El ensayo ofensivo. Ayer, por fin, Berizzo pudo platear su ofensiva total. Alineó de salida a sus dos delanteros, Guideti y Aspas, y a sus dos extremos más letales, Orellana y Nolito. Al de Moaña y al gaditano le encomendó los extremos y al chileno la mediapunta. El problema fue que Nolito todavía no está al cien por cien tras su vuelta a los terrenos de juego, y a Aspas situarse en la banda derecha le resta peligrosidad.

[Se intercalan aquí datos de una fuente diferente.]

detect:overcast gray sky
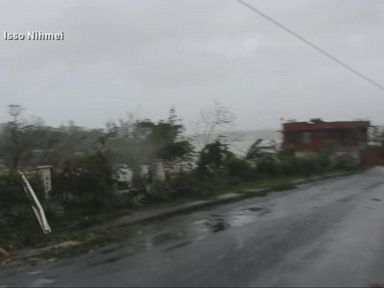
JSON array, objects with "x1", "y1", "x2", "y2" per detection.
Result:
[{"x1": 0, "y1": 0, "x2": 384, "y2": 130}]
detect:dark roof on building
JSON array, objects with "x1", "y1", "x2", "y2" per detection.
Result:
[{"x1": 283, "y1": 121, "x2": 370, "y2": 132}]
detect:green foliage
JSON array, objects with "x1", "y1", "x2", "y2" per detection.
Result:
[{"x1": 197, "y1": 139, "x2": 232, "y2": 178}]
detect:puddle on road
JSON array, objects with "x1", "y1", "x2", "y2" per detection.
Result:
[
  {"x1": 91, "y1": 205, "x2": 271, "y2": 265},
  {"x1": 205, "y1": 218, "x2": 230, "y2": 233},
  {"x1": 193, "y1": 206, "x2": 271, "y2": 233}
]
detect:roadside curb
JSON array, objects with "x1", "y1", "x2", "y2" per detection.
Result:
[{"x1": 109, "y1": 171, "x2": 360, "y2": 227}]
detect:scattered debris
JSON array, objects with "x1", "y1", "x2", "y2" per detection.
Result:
[{"x1": 0, "y1": 247, "x2": 12, "y2": 265}]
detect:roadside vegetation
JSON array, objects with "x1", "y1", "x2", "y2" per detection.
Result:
[{"x1": 0, "y1": 103, "x2": 370, "y2": 251}]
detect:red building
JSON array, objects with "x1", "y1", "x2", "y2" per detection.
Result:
[{"x1": 282, "y1": 119, "x2": 370, "y2": 159}]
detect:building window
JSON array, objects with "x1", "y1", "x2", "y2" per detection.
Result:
[{"x1": 303, "y1": 132, "x2": 311, "y2": 144}]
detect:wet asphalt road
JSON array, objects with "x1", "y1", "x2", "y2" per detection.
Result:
[{"x1": 0, "y1": 168, "x2": 384, "y2": 287}]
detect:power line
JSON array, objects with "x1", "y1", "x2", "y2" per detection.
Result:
[{"x1": 237, "y1": 0, "x2": 384, "y2": 90}]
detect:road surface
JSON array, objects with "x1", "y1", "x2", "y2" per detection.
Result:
[{"x1": 0, "y1": 168, "x2": 384, "y2": 287}]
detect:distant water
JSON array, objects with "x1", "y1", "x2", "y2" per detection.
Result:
[{"x1": 191, "y1": 129, "x2": 281, "y2": 156}]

En el caso de Guidetti, tras vivir mes y medio en un estado de efervescencia, su rendimiento ha sufrido un bajón, mientras que Orellana, aunque sigue a buen nivel, se ha dejado por el camino cierta chispa. Eso sí, su capacidad de trabajo se mantiene intacta.

La finalización

Un equipo romo. La gran rémora del Celta ante el Villarreal fue su poco acierto en los metros finales. Al equipo le faltó último pase durante todo el choque, y también ser más atrevido a la hora de buscar la portería de Areola. Frente a los 11 remates que intentó el equipo de Marcelino, los del Toto solo finalizaron seis ocasiones, si bien en el caso de los locales, cuatro tiros se dirigieron a portería frente a los tres de los levantinos. La menor clarividencia ofensiva de los célticos también se explica en el trabajo rival, ya que el grupo de Marcelino destaca, además de por su calidad, por su sobriedad y su capacidad defensiva. En 14 partidos los visitantes solo han encajado cuatro goles.

La valoración

Un punto meritorio. El empate ante el Villarreal dejó buen sabor de boca en un Celta que era consciente de que tenía enfrente a uno de los equipos más sólidos y en mejor forma del campeonato, y que además se está defendiendo la cuarta plaza. Los números del Celta, desde que dejó atrás la Copa, son siete de nueve puntos posibles, lo que confirma que a una competición, y con la enfermería aliviada, el equipo remonta hacia Europa. El sueño va camino de convertirse en realidad.